AZ: The pushback to your pushback would be that the S2 funding law done in 2018 was a gradual cutting of districts that were deemed to not be meeting their fair share. Some would debate whether that actually is happening.

Over the last several years, some school districts have cut everything else without cutting education. The argument is: Those cuts have already been made. So, that’s why we need a short-term opportunity for districts to raise the revenue they need, so that they don’t cut education.

ROI: Here’s the second pushback. You say temporary. That’s what everyone said about the Corporate Business Tax surcharge — which was extended, and some still are talking about making it permanent. The minute we let towns fix the problem by going over the 2% cap, why would they ever go back down?

AZ: I get it. There’s always going to be pushback. Can you cynically say it will be permanent? Sure. But we’re talking hypotheticals.

The reality is, we are in a position where this existing school funding formula isn’t working for a significant number of districts. We’ve got to fix it. We’ve got to get it right. We have a temporary measure here to help districts until we do.

ROI: Here’s the third pushback: We’ve known the school funding formula has been broken for years. It’s always a campaign issue. Why should someone think the Legislature will actually fix it now — especially when there’s a ‘temporary’ fix that could just become permanent?

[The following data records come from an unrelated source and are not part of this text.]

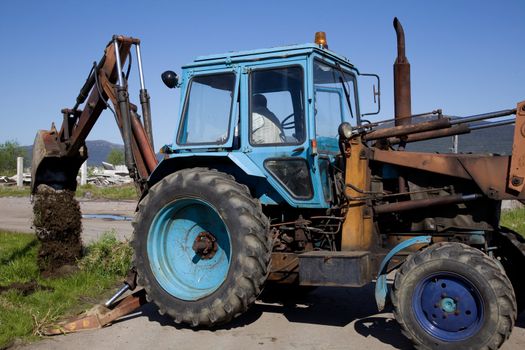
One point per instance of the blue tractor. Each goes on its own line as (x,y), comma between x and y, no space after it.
(275,176)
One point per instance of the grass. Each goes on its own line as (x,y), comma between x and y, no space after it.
(121,192)
(23,316)
(514,219)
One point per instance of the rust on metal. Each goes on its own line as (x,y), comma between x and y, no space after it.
(423,203)
(517,163)
(444,164)
(205,245)
(357,226)
(285,268)
(99,316)
(402,97)
(403,130)
(433,134)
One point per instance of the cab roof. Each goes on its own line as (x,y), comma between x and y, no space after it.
(262,54)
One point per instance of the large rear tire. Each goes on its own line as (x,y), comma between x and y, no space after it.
(202,247)
(452,296)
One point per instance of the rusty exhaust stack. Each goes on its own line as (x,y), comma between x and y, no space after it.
(402,97)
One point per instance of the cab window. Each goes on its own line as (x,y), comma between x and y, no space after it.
(331,84)
(206,116)
(277,106)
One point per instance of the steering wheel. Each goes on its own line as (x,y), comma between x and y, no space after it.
(287,124)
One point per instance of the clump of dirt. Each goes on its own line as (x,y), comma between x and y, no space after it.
(57,223)
(25,288)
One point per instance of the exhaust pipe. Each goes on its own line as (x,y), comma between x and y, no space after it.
(402,97)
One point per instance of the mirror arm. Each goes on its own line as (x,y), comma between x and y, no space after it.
(375,93)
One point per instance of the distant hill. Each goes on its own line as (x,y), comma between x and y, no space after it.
(492,140)
(98,151)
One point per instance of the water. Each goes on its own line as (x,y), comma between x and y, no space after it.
(107,217)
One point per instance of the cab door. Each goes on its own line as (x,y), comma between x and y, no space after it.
(335,101)
(275,131)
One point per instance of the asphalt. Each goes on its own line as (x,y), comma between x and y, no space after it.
(327,318)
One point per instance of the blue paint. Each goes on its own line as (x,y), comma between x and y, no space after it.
(250,158)
(177,268)
(448,307)
(381,290)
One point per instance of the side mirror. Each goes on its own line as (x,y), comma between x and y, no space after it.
(375,93)
(170,79)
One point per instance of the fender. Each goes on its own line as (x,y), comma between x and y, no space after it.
(381,290)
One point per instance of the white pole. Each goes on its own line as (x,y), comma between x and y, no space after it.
(455,143)
(83,174)
(20,171)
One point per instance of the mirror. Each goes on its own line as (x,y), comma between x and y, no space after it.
(375,92)
(170,79)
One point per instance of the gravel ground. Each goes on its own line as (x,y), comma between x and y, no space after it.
(328,318)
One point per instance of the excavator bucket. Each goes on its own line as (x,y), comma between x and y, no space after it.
(99,316)
(52,165)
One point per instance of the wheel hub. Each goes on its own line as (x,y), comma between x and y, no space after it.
(448,304)
(205,245)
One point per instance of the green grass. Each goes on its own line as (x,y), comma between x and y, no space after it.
(13,191)
(104,265)
(514,219)
(121,192)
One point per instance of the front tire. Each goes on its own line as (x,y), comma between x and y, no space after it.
(453,296)
(202,247)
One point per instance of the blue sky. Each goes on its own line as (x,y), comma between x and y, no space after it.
(467,57)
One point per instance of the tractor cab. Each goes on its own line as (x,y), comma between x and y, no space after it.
(274,113)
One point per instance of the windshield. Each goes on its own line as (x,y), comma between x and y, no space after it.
(207,111)
(335,99)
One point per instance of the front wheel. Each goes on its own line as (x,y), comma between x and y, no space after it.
(202,248)
(455,297)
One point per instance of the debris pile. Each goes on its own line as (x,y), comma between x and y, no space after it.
(109,175)
(57,224)
(11,180)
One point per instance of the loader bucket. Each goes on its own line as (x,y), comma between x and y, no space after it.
(52,165)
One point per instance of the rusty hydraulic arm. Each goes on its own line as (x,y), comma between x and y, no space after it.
(58,154)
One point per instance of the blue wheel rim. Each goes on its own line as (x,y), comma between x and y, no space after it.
(179,270)
(448,306)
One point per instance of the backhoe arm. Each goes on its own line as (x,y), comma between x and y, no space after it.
(58,154)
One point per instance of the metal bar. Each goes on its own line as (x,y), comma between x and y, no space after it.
(493,125)
(145,148)
(403,130)
(402,95)
(119,65)
(434,134)
(139,62)
(422,203)
(117,295)
(483,116)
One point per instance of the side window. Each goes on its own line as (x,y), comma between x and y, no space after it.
(206,116)
(277,106)
(331,85)
(328,112)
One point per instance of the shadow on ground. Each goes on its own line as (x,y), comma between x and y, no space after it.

AZ: Because we have to. I look at it this way. I live in South Brunswick Township. My kids went to school here and got an amazing education. They’re out of college and successful because South Brunswick public schools gave them the foundation to be successful.

South Brunswick is a perfect example of: If we don’t do something, then they are going to make massive cuts. It could be a significant number of staff members and a significant number of programs.

They have done everything, meaning they’ve paid their fair share, they’ve done busing properly, they’ve done special education properly, etc., etc., etc. If we don’t provide them with some form of relief, then there’s going to be a massive change in education in South Brunswick.

ROI: Can’t we just take the money from the state budget, which has ballooned in recent years?

AZ: There are two possibilities here. We could do what we did last year: Drop my bill and give South Brunswick and other districts money right out of the state budget — which is coming from you, me and everyone else who pays taxes. That doesn’t seem fair. Or, we could do what I’m proposing through the legislation. But, if we don’t do something, then South Brunswick and all these other districts that are in the same situation are going to be forced to make these massive cuts to education, services and programs and teachers and staff and everything else.

ROI: We’ll give you the final word.

AZ: We’ve kicked the can down the road for a long time now. We are now in a position where we need to do something for the education of the students in New Jersey in these districts. That’s what’s in front of us now. And, if we don’t fix the funding formula, this problem is not going away. What do we get then? The same conversation we’re having now.